## References

[HuBMAP: Break down images into 512x512 tiles](https://www.kaggle.com/xhlulu/hubmap-break-down-images-into-512x512-tiles)
[How To Create TFRecords](https://www.kaggle.com/cdeotte/how-to-create-tfrecords)

### other notebooks

Make Tfrecords of 512x512 or other tiles (This notebook)

[HUBMAP TPU Train Phase](https://www.kaggle.com/itsuki9180/hubmap-tpu-train-phase)
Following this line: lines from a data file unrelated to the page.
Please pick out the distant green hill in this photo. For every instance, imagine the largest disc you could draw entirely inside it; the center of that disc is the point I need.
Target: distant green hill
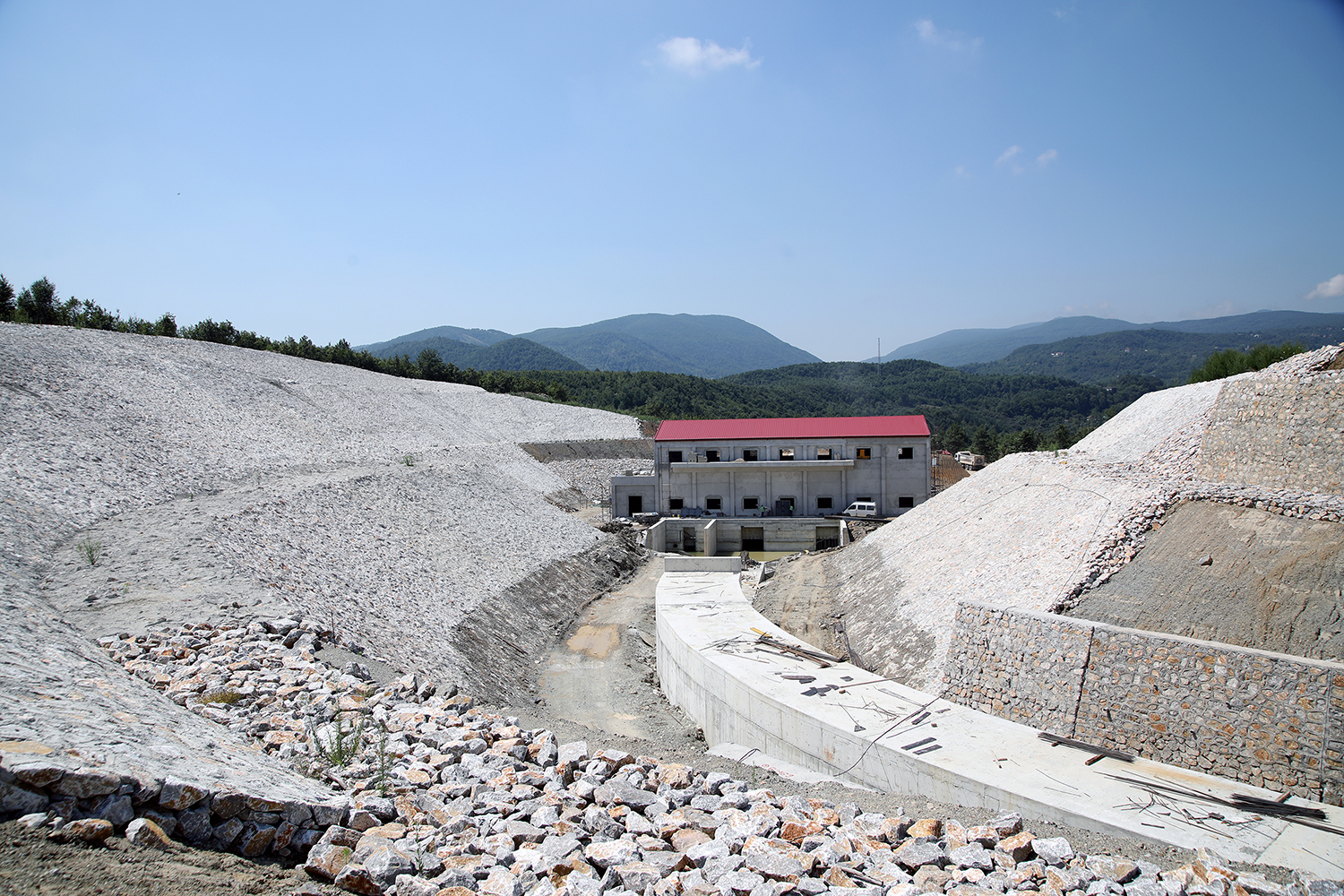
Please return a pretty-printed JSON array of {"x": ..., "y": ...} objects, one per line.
[
  {"x": 698, "y": 344},
  {"x": 957, "y": 349},
  {"x": 513, "y": 354},
  {"x": 456, "y": 333},
  {"x": 1164, "y": 354},
  {"x": 849, "y": 389}
]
[HUBMAP GPU Inference Phase](https://www.kaggle.com/itsuki9180/hubmap-gpu-inference-phase)

In [None]:
import os
import glob
import cv2
import numpy as np
import pandas as pd
import skimage.io
from tqdm.notebook import tqdm
import tensorflow as tf
from sklearn.model_selection import KFold
import matplotlib.pyplot as plt

## Variables

In [None]:
data_dir = '/kaggle/input/hubmap-kidney-segmentation'
split = 'train' # Change this to use test
tile_size = 512
ext = 'jpg' # Change to jpg for smaller files
FOLDS = 8
SEED = 32
np.random.seed(seed=32)

## Helper function

In [None]:
# https://www.kaggle.com/paulorzp/rle-functions-run-lenght-encode-decode
def mask2rle(img):
    '''
    img: numpy array, 1 - mask, 0 - background
    Returns run length as string formated
    '''
    pixels= img.T.flatten()
    pixels = np.concatenate([[0], pixels, [0]])
    runs = np.where(pixels[1:] != pixels[:-1])[0] + 1
    runs[1::2] -= runs[::2]
    return ' '.join(str(x) for x in runs)
 
def rle2mask(mask_rle, shape=(1600,256)):
    '''
    mask_rle: run-length as string formated (start length)
    shape: (width,height) of array to return 
    Returns numpy array, 1 - mask, 0 - background

    '''
    s = mask_rle.split()
    starts, lengths = [np.asarray(x, dtype=int) for x in (s[0:][::2], s[1:][::2])]
    starts -= 1
    ends = starts + lengths
    img = np.zeros(shape[0]*shape[1], dtype=np.uint8)
    for lo, hi in zip(starts, ends):
        img[lo:hi] = 1
    return img.reshape(shape).T

## Load the CSVs

In [None]:
train_df = pd.read_csv(f'{data_dir}/train.csv')
sub_df = pd.read_csv(f'{data_dir}/sample_submission.csv')

## Break down all images

In [None]:
# Those folders will store our images
os.makedirs(f'{split}_tiles/images', exist_ok=True)
os.makedirs(f'{split}_tiles/masks', exist_ok=True)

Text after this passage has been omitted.